Enjoy an elevated perspective of the city
Narikala, the 4th-century ’Mother Fortress of Tbilisi’ has dominated and defended the city since it was founded. Overlooking the Mtkarvi River, take the 1,500-metre- long tourist trail that has stunning views at every turn. The vista is especially charming after dark due to the city lights twinkling far below. For the easy way out, take the aerial tramway back down.
Get closer to nature at the National Botanical Garden of Georgia
Nestled in the city foothills, the 300-year old gardens are a showcase for more than 4,500 species of flora from the Caucasus region and as far afield as Japan and Siberia. Take your time wandering through the fragrant gardens and forested slopes before taking a bracing dip in its picture- perfect waterfall.
No trip to Tbilisi is complete without a visit to the Dry Bridge Bazaar.
This vibrant local market is a great spot to spend an hour or so with a captivating collection of jewellery, antiques and bric-a-brac on display. Following independence from the USSR in 1991, this is where cash-strapped Tbilisi residents would come to sell their prized possessions. In a reversal of fortune, today it is the haunt of entrepreneurial local traders selling to tourists. Open daily, weather permitting, be prepared to haggle for a bargain.

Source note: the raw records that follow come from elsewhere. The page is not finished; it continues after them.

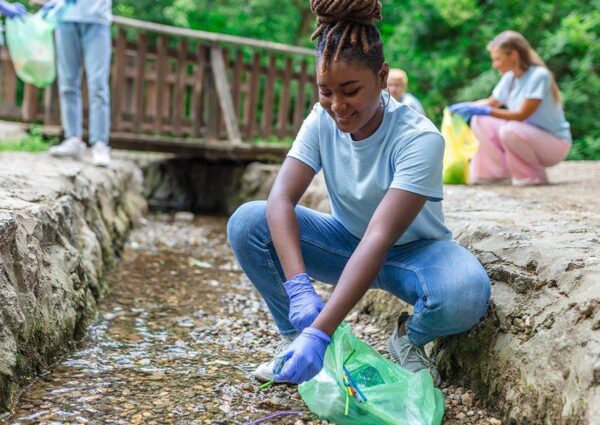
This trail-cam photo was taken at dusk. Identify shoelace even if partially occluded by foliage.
[396,344,431,369]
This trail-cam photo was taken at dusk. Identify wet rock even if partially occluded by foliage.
[0,153,145,411]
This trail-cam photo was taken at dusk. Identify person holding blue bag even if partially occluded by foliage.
[227,0,491,384]
[43,0,112,166]
[0,0,27,19]
[449,31,572,186]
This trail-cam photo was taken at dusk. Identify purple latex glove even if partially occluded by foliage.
[449,103,492,121]
[283,273,325,331]
[273,328,331,384]
[0,0,27,19]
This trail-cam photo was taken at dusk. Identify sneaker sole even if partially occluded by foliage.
[387,331,442,387]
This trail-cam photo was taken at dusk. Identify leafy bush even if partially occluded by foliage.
[0,127,50,152]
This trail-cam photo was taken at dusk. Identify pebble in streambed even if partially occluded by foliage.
[0,215,499,425]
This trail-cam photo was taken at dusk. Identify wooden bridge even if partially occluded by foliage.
[0,17,317,160]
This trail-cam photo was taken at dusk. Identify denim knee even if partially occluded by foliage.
[441,266,491,333]
[227,201,267,254]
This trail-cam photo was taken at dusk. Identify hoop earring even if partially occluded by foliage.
[379,87,392,109]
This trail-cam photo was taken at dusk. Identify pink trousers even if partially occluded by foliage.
[469,115,571,184]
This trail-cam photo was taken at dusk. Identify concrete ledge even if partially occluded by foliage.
[237,162,600,424]
[0,153,146,412]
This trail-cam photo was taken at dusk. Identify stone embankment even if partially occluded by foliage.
[241,162,600,424]
[0,153,146,412]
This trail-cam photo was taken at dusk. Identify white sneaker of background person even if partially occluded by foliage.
[48,137,85,159]
[92,142,110,167]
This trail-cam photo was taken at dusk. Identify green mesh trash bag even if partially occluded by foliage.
[6,1,68,88]
[298,324,444,425]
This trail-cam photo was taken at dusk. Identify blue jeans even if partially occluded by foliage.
[227,201,491,345]
[56,22,112,144]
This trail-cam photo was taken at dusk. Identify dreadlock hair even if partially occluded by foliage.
[311,0,385,73]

Follow your nose to Tbilisi’s famed sulphur baths for a skin-softening soak.
Favoured by Russian poet Alexander Pushkin and French author Alexandre Dumas, the city’s legendary baths are a novel way to feel rejuvenated. Located in Abanotubani, on the edge of Old Town, and topped by distinctive dome-shaped roofs, the oldest bathhouse has been around for over 300 years. Follow your nose through the narrow alleyways to building number five, for a hammam-style session. More modest bathers can opt for a private room and menu of therapeutic treatments.

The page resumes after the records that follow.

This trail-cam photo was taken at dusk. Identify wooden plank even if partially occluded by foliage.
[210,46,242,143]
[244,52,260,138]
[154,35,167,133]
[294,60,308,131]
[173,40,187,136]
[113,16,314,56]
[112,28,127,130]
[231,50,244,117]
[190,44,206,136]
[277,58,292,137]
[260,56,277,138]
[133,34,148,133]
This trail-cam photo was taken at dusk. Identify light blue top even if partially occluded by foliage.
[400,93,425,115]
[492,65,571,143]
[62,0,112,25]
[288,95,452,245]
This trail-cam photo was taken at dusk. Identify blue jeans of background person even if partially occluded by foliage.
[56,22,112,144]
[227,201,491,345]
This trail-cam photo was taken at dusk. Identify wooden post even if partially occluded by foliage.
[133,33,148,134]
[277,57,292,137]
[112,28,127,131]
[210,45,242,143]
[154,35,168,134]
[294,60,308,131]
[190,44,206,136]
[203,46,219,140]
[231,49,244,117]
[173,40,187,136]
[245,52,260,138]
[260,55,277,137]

For a taste of authentic Georgian cuisine, head to Sakhli 11
In a city filled with endless dining opportunities, Sakhli N11, which is a short walk from Freedom Square, welcomes visitors as if they were family. The menu may be a bit more expensive then other Georgian restaurants, but is worth every lari. Try the Chakapuli – a heartwarming stew made with lamb and herbs, or go for fried local trout and traditional honey cake.
ASK A LOCAL:
“A trip on the restored funicular railway to the top of Mount Mtatsminda is a favourite summer activity for visitors, due to the amazing views from the Funicular Restaurant terrace. Get to know the locals and you may be invited to join a traditional Georgian feast (Supra) with singing and folk dancing.”
Otar Bakhtadze, concierge, Radisson Blu Iveria
If you feel like taking a sneak peek inside one of the city’s grandiose old apartment blocks, don’t forget to carry some small coins. Why? Step inside the elevator and you’ll spy a small box next to the button panel. Unless you slot some coins into the box, you’ll stay stuck on the ground floor. Trips cost around Dhs1.
RADISSON BLU IVERIA
Located In the heart of Tbilisi, this luxury hotel has a glass facade offering amazing Mtvari River views. Suites feature traditional Georgian design touches and the intriguingly named Andropov’s Ears restaurant is a seafood hotspot.